É preciso notar, contudo, que este tipo de risco só ocorre e só existe na medida em que aqueles que deveriam dar a linha e a direção, as elites - ou como diz Gasset "as minorias excelentes" - deixam de cumprir com eficiência o seu papel de guia e perdem a sua autoridade, seja pela sua falta de disciplina moral, egoísmo, cobiça de direitos ou preguiça de cumprir os deveres. Em geral estes motivos acontecem exatamente porque em algum ponto da história o critério do método de formação desta elite fracassou, particularmente quando o que deveria ser baseado no mérito passou a ser definido por critérios familiares ou de afinidade.Em outras palavras, quando uma elite deixou de ser de fato uma minoria excelente, quando perdeu a autoridade e restou apenas o poder e por isto se torna odiosa.

A noção de um Imperador, ditador, presidente, enfim de um governante todo poderoso é cara à massa porque coloca todos os cidadãos em uma mesma e idêntica posição de submissão, cumpre a ambição da massa de aniquilar qualquer coisa que se sobreponha à média. Quando uma elite está em processo de decomposição, ou seja já perdeu a sua Autoridade, assume perante este desafio uma postura defensiva e arrogante, incomoda-se com os símbolos de poder e em requisitar privilégios, justificando assim os desejos da massa. Já a elite verdadeira que ainda detém a vitalidade do conhecimento do próprio mérito e missão não se incomoda com os sinais externos de poder, porque sabe que eles não significam nada.

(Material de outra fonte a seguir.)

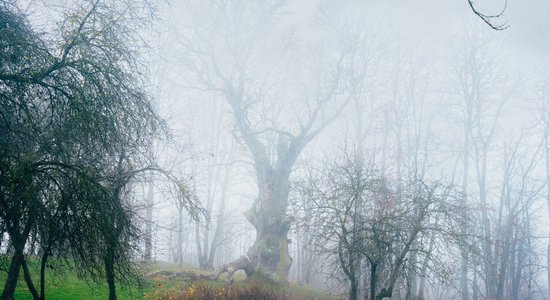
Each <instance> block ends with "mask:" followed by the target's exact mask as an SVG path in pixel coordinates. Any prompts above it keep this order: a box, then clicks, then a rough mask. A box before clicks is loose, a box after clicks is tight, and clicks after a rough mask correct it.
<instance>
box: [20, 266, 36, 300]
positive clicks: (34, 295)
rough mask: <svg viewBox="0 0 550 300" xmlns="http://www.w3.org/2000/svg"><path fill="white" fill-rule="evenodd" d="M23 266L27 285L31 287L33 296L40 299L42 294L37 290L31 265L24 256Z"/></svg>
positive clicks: (30, 291) (29, 287)
mask: <svg viewBox="0 0 550 300" xmlns="http://www.w3.org/2000/svg"><path fill="white" fill-rule="evenodd" d="M21 266H22V267H23V276H24V277H25V282H26V283H27V287H28V288H29V292H31V294H32V297H33V298H34V299H35V300H39V299H40V296H39V295H38V291H37V290H36V287H35V286H34V283H33V282H32V277H31V273H30V271H29V266H28V265H27V261H26V260H25V258H24V257H23V262H22V263H21Z"/></svg>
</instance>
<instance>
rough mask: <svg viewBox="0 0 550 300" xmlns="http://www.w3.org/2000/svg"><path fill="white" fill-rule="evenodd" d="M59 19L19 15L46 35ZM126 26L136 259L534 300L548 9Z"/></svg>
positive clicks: (157, 8)
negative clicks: (133, 154) (134, 164)
mask: <svg viewBox="0 0 550 300" xmlns="http://www.w3.org/2000/svg"><path fill="white" fill-rule="evenodd" d="M63 2H64V1H60V2H59V3H60V4H59V7H60V8H59V9H56V8H57V7H58V6H50V5H48V4H47V3H42V2H41V1H26V2H25V1H24V3H19V4H18V7H19V9H20V11H23V12H24V13H25V14H26V15H27V16H28V19H29V20H30V23H31V24H35V26H36V27H37V28H41V30H42V31H44V32H48V31H54V30H56V29H55V28H56V27H55V26H54V25H53V23H51V22H50V21H49V20H50V19H55V20H58V19H59V20H61V19H62V17H63V13H62V11H63V9H65V8H67V7H71V6H70V5H71V4H68V3H63ZM471 5H472V6H471ZM115 6H116V5H115ZM44 7H46V8H47V9H46V8H44ZM121 7H122V8H124V5H123V4H120V7H119V8H121ZM472 7H473V8H472ZM134 9H135V11H133V13H132V15H133V14H134V13H135V14H141V15H142V16H143V18H144V19H145V20H146V21H143V22H145V24H146V25H145V26H142V27H140V28H139V29H136V30H137V33H136V34H135V36H132V39H131V40H129V41H126V42H128V43H129V44H130V46H129V47H130V48H131V49H132V51H134V52H133V54H132V55H136V57H140V58H142V59H141V60H139V63H137V64H135V65H132V64H124V65H122V67H121V68H122V69H124V70H130V71H133V70H135V72H136V73H139V74H143V78H144V79H141V80H143V83H142V82H141V81H140V83H139V84H143V86H144V87H145V90H146V94H147V97H148V99H150V101H151V103H152V107H153V110H154V111H155V112H156V113H158V115H159V117H160V118H162V119H163V120H164V121H163V122H166V123H165V124H164V125H166V128H167V133H166V137H163V138H159V139H158V140H154V141H153V138H151V140H149V141H150V143H149V145H148V146H147V149H148V150H147V155H146V156H147V158H146V159H145V158H143V159H144V160H147V161H149V160H150V161H154V167H151V166H149V167H148V168H149V169H147V168H144V169H145V170H146V171H147V172H149V171H151V170H152V171H153V172H151V173H147V174H146V175H143V177H139V179H138V180H134V179H132V180H134V181H132V183H131V188H128V190H127V191H126V193H127V197H129V199H131V201H130V203H132V204H131V205H132V211H133V212H135V218H136V219H137V221H136V222H137V223H136V224H138V226H137V227H138V228H139V229H140V230H141V231H140V232H141V235H140V236H141V238H139V239H137V241H138V242H136V245H135V247H136V250H135V251H136V252H135V253H133V255H134V258H135V259H136V260H151V261H155V262H163V263H171V264H175V265H178V266H186V267H196V268H201V269H204V270H209V272H217V271H219V273H222V272H224V273H225V272H227V273H228V274H227V277H226V278H229V279H227V280H226V282H227V283H230V282H231V276H232V275H233V272H235V271H239V272H238V273H246V275H250V274H252V273H254V272H258V271H261V272H263V273H265V274H266V276H267V278H269V279H270V280H273V281H274V282H277V283H283V284H286V283H288V282H293V283H298V284H301V285H307V286H311V287H314V288H315V289H319V290H322V291H325V292H326V293H328V294H329V295H333V296H334V297H346V298H349V299H359V298H362V299H383V298H386V297H387V298H388V299H389V298H391V299H462V300H467V299H550V298H549V295H550V183H549V182H548V180H549V178H550V144H549V143H550V19H549V18H548V15H549V13H550V2H548V1H543V0H522V1H519V0H516V1H514V0H509V1H506V0H490V1H475V2H468V1H467V0H452V1H440V0H429V1H411V0H389V1H381V0H380V1H379V0H368V1H367V0H361V1H359V0H357V1H356V0H350V1H328V0H327V1H325V0H319V1H317V0H289V1H283V0H204V1H203V0H178V1H175V0H174V1H158V2H154V1H153V3H145V4H143V5H142V4H139V5H137V6H136V7H134ZM474 9H475V11H474ZM122 11H123V10H122ZM476 12H477V14H476ZM124 13H125V12H124ZM121 14H122V13H121ZM69 20H70V19H69ZM98 22H99V21H98ZM6 24H7V23H6ZM56 24H57V23H56ZM141 24H143V23H141ZM63 26H65V25H63ZM67 26H68V25H67ZM51 28H54V29H51ZM61 28H64V27H61ZM63 30H64V29H63ZM63 30H61V31H60V32H63ZM129 32H130V31H129ZM107 38H108V37H107ZM82 51H83V53H85V52H86V51H84V50H82ZM83 55H84V54H83ZM117 59H120V58H117ZM134 68H135V69H134ZM0 80H5V79H3V77H1V76H0ZM0 87H2V85H0ZM0 91H2V90H0ZM136 120H137V119H136ZM136 122H139V121H136ZM115 125H117V126H118V123H116V124H115ZM159 126H160V125H159ZM160 127H162V126H160ZM145 131H147V130H145V129H143V132H145ZM141 132H142V131H139V130H138V131H137V133H136V134H137V135H138V136H139V135H140V134H141ZM147 132H148V131H147ZM144 136H145V135H144ZM139 139H140V138H137V140H139ZM140 157H141V156H140ZM119 165H120V163H119ZM158 170H161V171H158ZM156 171H158V172H156ZM155 172H156V173H155ZM174 182H177V184H176V185H175V186H176V188H174ZM6 224H7V223H6ZM4 232H7V231H4V230H3V229H2V233H3V234H4ZM10 239H11V238H10V237H9V236H8V233H6V234H4V237H3V238H2V240H6V241H7V240H10ZM26 247H29V245H28V244H27V245H26ZM25 249H26V248H25ZM33 249H34V248H33ZM0 250H2V253H4V252H5V253H9V251H10V250H9V247H8V246H5V243H4V244H0ZM33 251H34V250H33ZM71 255H73V254H71ZM71 257H72V256H71ZM228 266H229V267H228ZM215 270H216V271H215ZM240 270H243V271H245V272H242V271H240ZM249 273H250V274H249ZM217 275H219V274H217ZM243 276H244V275H243ZM216 278H217V277H216ZM314 297H315V296H314ZM2 299H3V298H2Z"/></svg>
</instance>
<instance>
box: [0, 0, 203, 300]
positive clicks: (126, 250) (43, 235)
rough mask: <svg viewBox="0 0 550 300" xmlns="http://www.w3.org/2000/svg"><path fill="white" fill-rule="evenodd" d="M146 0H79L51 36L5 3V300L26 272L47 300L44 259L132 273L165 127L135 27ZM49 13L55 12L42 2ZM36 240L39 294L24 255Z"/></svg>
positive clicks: (43, 295)
mask: <svg viewBox="0 0 550 300" xmlns="http://www.w3.org/2000/svg"><path fill="white" fill-rule="evenodd" d="M144 8H146V7H144V6H143V3H138V2H132V1H128V2H126V1H122V2H121V1H100V0H95V1H80V2H78V3H73V5H71V6H70V7H66V8H65V9H63V10H62V12H60V13H59V20H60V22H59V23H57V25H58V27H57V29H56V30H55V31H54V32H51V33H50V32H45V33H44V32H42V33H39V32H37V31H36V30H34V29H33V27H32V26H31V24H30V23H29V22H28V21H27V20H26V18H25V16H24V14H22V13H21V12H20V11H19V10H18V7H17V6H16V5H15V4H5V3H3V4H2V5H1V6H0V37H1V38H0V116H1V117H0V135H1V139H0V152H1V153H0V154H1V155H0V219H1V224H2V231H5V232H6V233H7V235H8V237H9V243H10V245H11V246H10V248H11V249H12V254H11V256H12V257H11V262H10V264H9V266H8V270H7V279H6V282H5V285H4V289H3V293H2V296H1V297H0V298H1V299H13V294H14V291H15V288H16V285H17V281H18V278H19V273H20V270H21V269H23V273H24V278H25V280H26V282H27V285H28V287H29V290H30V291H31V293H32V294H33V297H34V298H35V299H44V297H45V296H44V279H45V276H44V273H45V269H46V266H47V264H48V257H49V256H52V255H54V254H55V255H56V256H59V258H70V259H73V260H74V267H75V270H76V271H77V273H78V274H79V275H82V276H85V277H86V278H89V279H91V280H93V281H95V282H99V281H103V280H107V282H108V283H109V288H110V296H109V298H110V299H116V290H115V279H118V280H122V281H124V280H129V279H132V280H133V279H136V278H137V277H136V276H135V275H136V273H135V270H134V268H133V265H132V260H133V258H134V257H135V251H134V250H135V249H136V247H135V245H134V243H135V241H136V239H138V238H139V237H140V236H141V234H140V232H139V231H138V229H137V227H136V226H135V220H133V216H134V213H133V207H132V206H131V204H132V201H131V200H132V199H131V196H130V193H129V192H128V191H129V189H130V188H131V184H132V182H133V181H135V179H136V177H137V176H138V174H142V173H144V172H148V171H151V172H152V171H156V172H161V173H162V174H164V175H166V176H167V177H169V178H170V179H171V181H172V182H174V183H176V187H177V189H178V190H179V191H180V192H181V193H180V194H181V195H182V201H186V205H185V207H186V208H188V210H191V211H192V210H193V209H194V208H196V207H195V206H193V205H192V204H190V203H191V202H192V199H191V198H190V197H188V196H186V193H187V192H186V191H185V187H184V185H183V184H182V183H181V182H180V181H178V180H176V178H174V177H173V176H172V175H170V174H169V173H167V172H164V171H162V170H161V169H160V168H158V167H156V166H155V165H154V163H153V162H151V161H149V160H147V157H150V155H148V152H149V149H151V147H150V144H151V143H152V142H153V141H154V140H156V139H158V138H159V137H167V136H168V135H167V133H168V131H167V128H166V126H165V124H164V122H163V120H162V119H161V118H160V117H159V116H158V115H157V114H156V112H155V110H154V109H153V107H152V104H151V102H150V100H149V98H148V96H147V94H146V84H145V82H144V75H145V74H144V71H142V70H144V68H143V65H142V64H141V63H140V62H139V60H138V57H139V56H138V55H137V51H138V50H139V48H138V47H137V46H134V45H136V43H135V37H136V30H137V29H139V28H141V26H142V25H143V24H144V23H143V22H144V20H145V19H144V18H141V17H140V16H141V15H142V13H143V9H144ZM45 9H47V8H45ZM36 243H38V244H39V246H40V253H41V258H42V262H41V268H40V273H41V274H40V293H39V292H38V291H37V290H36V288H35V286H34V284H33V282H32V277H31V276H30V273H29V268H28V267H27V263H26V257H25V251H26V249H28V248H29V247H30V248H33V247H34V245H35V244H36Z"/></svg>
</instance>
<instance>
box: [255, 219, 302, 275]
mask: <svg viewBox="0 0 550 300" xmlns="http://www.w3.org/2000/svg"><path fill="white" fill-rule="evenodd" d="M256 216H258V214H256ZM249 220H250V221H251V222H252V224H254V225H255V227H256V241H255V242H254V245H252V247H250V249H249V250H248V257H249V259H250V262H251V263H252V265H253V266H254V270H255V271H260V272H262V273H264V274H265V275H268V276H269V277H270V278H271V279H273V280H274V281H275V282H279V283H283V284H285V283H287V282H288V271H289V270H290V266H291V264H292V258H291V257H290V255H289V251H288V242H289V240H288V236H287V235H288V231H289V229H290V223H291V221H290V218H289V217H288V216H286V215H276V214H272V213H270V212H269V211H266V212H264V214H263V218H252V219H250V218H249Z"/></svg>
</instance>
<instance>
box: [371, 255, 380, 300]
mask: <svg viewBox="0 0 550 300" xmlns="http://www.w3.org/2000/svg"><path fill="white" fill-rule="evenodd" d="M377 268H378V264H375V263H372V262H371V263H370V286H369V294H370V297H369V300H374V299H375V297H376V270H377Z"/></svg>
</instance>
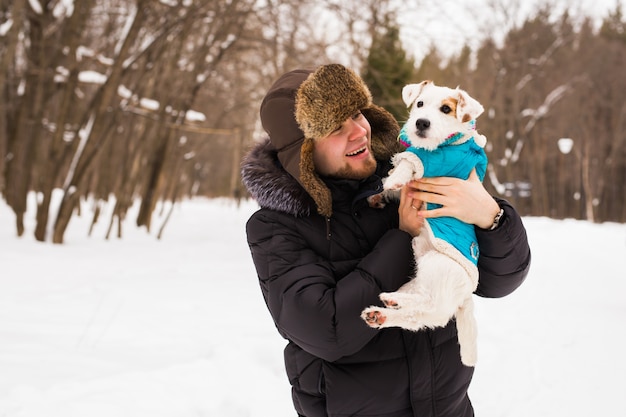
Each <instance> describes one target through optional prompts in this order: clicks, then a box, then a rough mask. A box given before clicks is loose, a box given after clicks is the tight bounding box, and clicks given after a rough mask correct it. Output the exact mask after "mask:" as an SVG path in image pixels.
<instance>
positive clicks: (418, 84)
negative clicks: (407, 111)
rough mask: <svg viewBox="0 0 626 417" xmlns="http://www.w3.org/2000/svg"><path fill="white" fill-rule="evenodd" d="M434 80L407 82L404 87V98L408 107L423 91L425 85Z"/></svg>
mask: <svg viewBox="0 0 626 417" xmlns="http://www.w3.org/2000/svg"><path fill="white" fill-rule="evenodd" d="M432 83H433V82H432V81H430V80H425V81H422V82H421V83H419V84H407V85H405V86H404V88H403V89H402V100H403V101H404V104H406V106H407V107H410V106H411V104H413V102H414V101H415V99H416V98H417V97H418V96H419V95H420V94H421V93H422V90H423V89H424V87H426V86H427V85H428V84H432Z"/></svg>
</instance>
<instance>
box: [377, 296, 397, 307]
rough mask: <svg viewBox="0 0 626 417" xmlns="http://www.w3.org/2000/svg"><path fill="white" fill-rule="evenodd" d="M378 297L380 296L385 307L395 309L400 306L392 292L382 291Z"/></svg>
mask: <svg viewBox="0 0 626 417" xmlns="http://www.w3.org/2000/svg"><path fill="white" fill-rule="evenodd" d="M378 297H379V298H380V301H382V302H383V303H384V304H385V307H387V308H396V309H397V308H400V304H399V303H398V301H397V300H396V297H394V293H389V292H383V293H381V294H380V295H379V296H378Z"/></svg>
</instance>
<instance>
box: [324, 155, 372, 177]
mask: <svg viewBox="0 0 626 417" xmlns="http://www.w3.org/2000/svg"><path fill="white" fill-rule="evenodd" d="M376 166H377V164H376V160H375V159H374V158H373V157H372V158H368V159H367V160H366V161H365V163H364V164H363V165H361V166H360V168H359V169H354V168H353V167H352V166H351V165H349V164H346V165H345V166H344V167H343V168H340V169H339V170H338V171H337V172H335V173H334V174H332V175H329V177H332V178H341V179H349V180H363V179H365V178H368V177H370V176H371V175H373V174H374V173H375V172H376Z"/></svg>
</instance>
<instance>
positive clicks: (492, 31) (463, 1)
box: [399, 0, 626, 61]
mask: <svg viewBox="0 0 626 417" xmlns="http://www.w3.org/2000/svg"><path fill="white" fill-rule="evenodd" d="M414 1H415V2H416V4H417V6H411V7H407V8H406V10H403V12H402V13H400V15H399V25H400V33H401V39H402V41H403V43H404V44H405V45H406V46H405V47H406V49H407V52H408V53H409V54H410V55H412V56H413V57H415V58H417V59H418V61H419V60H421V59H422V58H423V57H424V55H426V54H427V53H428V52H429V50H430V48H431V46H432V45H435V46H436V48H437V50H438V52H439V53H441V55H442V56H444V57H447V56H449V55H451V54H455V53H458V52H459V51H460V50H461V48H462V47H463V46H464V45H466V44H467V45H470V46H471V48H472V49H474V50H476V49H477V48H478V47H479V46H480V43H481V42H482V39H484V38H485V37H490V38H493V39H495V40H496V41H497V42H501V41H502V38H503V35H505V34H506V32H507V31H508V30H509V29H510V27H511V26H512V25H514V24H515V25H520V24H521V23H522V22H523V21H524V20H525V18H526V17H527V16H529V15H532V13H534V12H535V11H536V10H537V8H538V5H541V4H545V3H546V2H550V4H552V5H553V7H552V10H553V11H554V17H558V16H560V15H561V14H562V13H563V11H564V10H568V12H569V13H570V15H572V16H589V17H591V18H592V19H593V20H594V21H595V22H596V25H599V24H600V22H601V20H602V19H603V18H604V17H606V16H607V14H608V12H609V11H613V10H614V9H615V7H616V5H618V4H620V5H621V6H622V11H623V12H625V13H626V0H523V1H522V0H459V1H440V0H414ZM410 3H411V2H409V4H410ZM404 4H407V2H406V1H403V5H404Z"/></svg>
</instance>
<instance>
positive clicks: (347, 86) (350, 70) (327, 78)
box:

É por este motivo que mesmo vendo todos os inconvenientes e riscos da democracia, continuo a acreditar que dentre todos ela é ainda o método de seleção de uma elite mais adequado. Mesmo com todas as dificuldades, ela ainda é um meio no qual os méritos pessoais e a disciplina pode contemplar no longo prazo, ou seja, depois que todos os excessos da massa e todas as tentativas de aniquilar a excelência chegam a extremos, haverá espaço para que uma elite de verdade - daquela que não se preocupa com os direitos mas sim com os deveres - consiga eleger-se. Ao menos é o único método que a história não provou ainda que falha, como todos os outros produzidos pelas diversas aristocracias ao longo da história, que no final sempre produzem personagens como Fernanda del Carpio de "Cem anos de Solidão", apegada ao pinico de ouro com brasão como última coisa que sobrou da herança familiar.

É evidente que há uma enorme distância ente o que a democracia é e o que deveria ser. Quando acordo otimista acho que um dia esta distância será reduzida e penso que dentro de qualquer verdadeira elite só a democracia poderia ser uma forma de governo, porque a disciplina, o desprezo pelos luxos e símbolos de poder, o respeito natural à sabedoria que não considera aviltante reconhecer hierarquias de fato, tudo isto faz com que os fantasmas da democracia estejam afastados. Assim só uma elite educada no princípio de que pode votar e deve votar sempre no melhor dentre os seus pares será capaz de um dia obter o respeito da massa, a "Autoritas", tornando assim a democracia um meio mais efetivo de tornar-se o que deveria ser, ao invés de ser apenas o caminho para os autoritarismos.